Hard to tell but they don't actually guarantee same-day processing. If they need more time to look at your application, then you just have to wait. How long nobody can tell. But at least a caseworker is looking at your papers so hopefully it will be a lot less than the time quoted.


----------



## Habibi (Sep 1, 2012)

I know this is going to seem really ignorant, but does 'calendar days' mean weekends as well or just working days?!


----------



## 2farapart (Aug 18, 2011)

Habibi said:


> I know this is going to seem really ignorant, but does 'calendar days' mean weekends as well or just working days?!

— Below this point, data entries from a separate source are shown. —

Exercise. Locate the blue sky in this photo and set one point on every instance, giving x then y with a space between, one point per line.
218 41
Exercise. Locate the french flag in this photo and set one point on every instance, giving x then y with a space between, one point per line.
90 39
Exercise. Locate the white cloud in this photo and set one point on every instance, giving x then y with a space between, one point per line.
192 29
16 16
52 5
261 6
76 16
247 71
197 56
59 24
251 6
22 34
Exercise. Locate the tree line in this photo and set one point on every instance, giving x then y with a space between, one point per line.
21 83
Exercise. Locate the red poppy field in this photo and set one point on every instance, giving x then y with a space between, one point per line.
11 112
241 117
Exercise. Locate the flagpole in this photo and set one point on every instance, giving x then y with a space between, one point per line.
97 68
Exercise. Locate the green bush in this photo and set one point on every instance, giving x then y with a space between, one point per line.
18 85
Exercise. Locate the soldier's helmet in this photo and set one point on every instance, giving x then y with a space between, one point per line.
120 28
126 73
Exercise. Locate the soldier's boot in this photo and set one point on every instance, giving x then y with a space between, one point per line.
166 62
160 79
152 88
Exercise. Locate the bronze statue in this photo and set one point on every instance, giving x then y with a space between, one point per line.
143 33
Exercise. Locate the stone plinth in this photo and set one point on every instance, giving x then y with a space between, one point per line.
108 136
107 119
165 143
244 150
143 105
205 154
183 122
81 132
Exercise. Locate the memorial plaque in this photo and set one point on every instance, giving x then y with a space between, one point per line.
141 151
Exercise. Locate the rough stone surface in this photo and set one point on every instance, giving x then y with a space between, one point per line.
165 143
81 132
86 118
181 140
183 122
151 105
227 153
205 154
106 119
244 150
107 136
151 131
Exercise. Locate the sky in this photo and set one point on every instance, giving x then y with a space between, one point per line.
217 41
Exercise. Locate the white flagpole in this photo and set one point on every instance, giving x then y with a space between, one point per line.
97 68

Yep, that's correct. That's the phrase used to mean ALL days, not just 'weekdays' (which usually refers to Mon - Fri).

And not at all ignorant. Having lived with my American partner for almost a year now, it is amazing how many different phrases we still have for the same thing.


----------



## Habibi (Sep 1, 2012)

Aha! that's good news...i'm going to try and keep positive. thanks for everyone's help


----------